Psoriasis is the debilitating chronic illness no one talks about. So I'm talking about it.

This piece was originally published in 2019 and has since been updated.

So today is World Psoriasis Day. For anyone who suffers from it, we know we don’t need a day for awareness. We’re very aware of it.

The thing is, the world around us isn’t. And often, that’s by our own design.

Before I talk about my experience with psoriasis, I want to get a few things out of the way.

Psoriasis is a genetic, systemic autoimmune disease that affects 1.6 million people in this country. Worldwide, a staggering 125 million people are affected by it – which, broken down, works out to be about one in 16 people. So if you think you don’t know someone with psoriasis, you’re wrong. They’ve most likely hidden it from you.

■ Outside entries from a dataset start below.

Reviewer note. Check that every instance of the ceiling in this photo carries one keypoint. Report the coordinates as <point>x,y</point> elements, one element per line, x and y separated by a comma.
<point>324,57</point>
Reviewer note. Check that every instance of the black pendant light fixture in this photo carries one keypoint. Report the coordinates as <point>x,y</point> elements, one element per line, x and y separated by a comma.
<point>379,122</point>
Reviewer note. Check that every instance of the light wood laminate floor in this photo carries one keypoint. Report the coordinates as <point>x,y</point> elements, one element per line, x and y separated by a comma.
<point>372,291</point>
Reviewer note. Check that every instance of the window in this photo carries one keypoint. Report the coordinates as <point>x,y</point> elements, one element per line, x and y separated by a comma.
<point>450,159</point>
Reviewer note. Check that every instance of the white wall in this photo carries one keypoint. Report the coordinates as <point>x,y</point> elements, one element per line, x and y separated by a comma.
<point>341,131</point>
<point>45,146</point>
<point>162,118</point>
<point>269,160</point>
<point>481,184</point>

The disease causes the overproduction of skin cells, leading to painful rash-like lesions that present in different parts of the body – commonly, it affects the joints, limbs, trunk and scalp, but for many people, it can cover the whole body – it does not discriminate.

And no, you can not catch it.

I was one of those eczema kids, always with a rash of some sort and my parents trying desperately to stop me itching. I might have been predisposed to psoriasis, but I’ve still never discovered the genetic link in my family.

I was 18 when I was formally diagnosed. I had just moved away to college in Bathurst to study journalism and was on my own for the first time. I relished those first few months of independence, made heaps of friends and drank to excess.


The brutal Bathurst winter kicked in around the time our exams were taking place. Ever-studious, I bunkered down in the library to prepare for my tests. Without someone to police me or provide healthier meals, I wasn’t eating well or taking care of myself. I was sort of half-existing on a diet of canteen potato bake, lollies and cereal. In that time, I got the worst tonsillitis of my life (the doctor called it "acute raging tonsillitis" - hot). I could barely speak or swallow.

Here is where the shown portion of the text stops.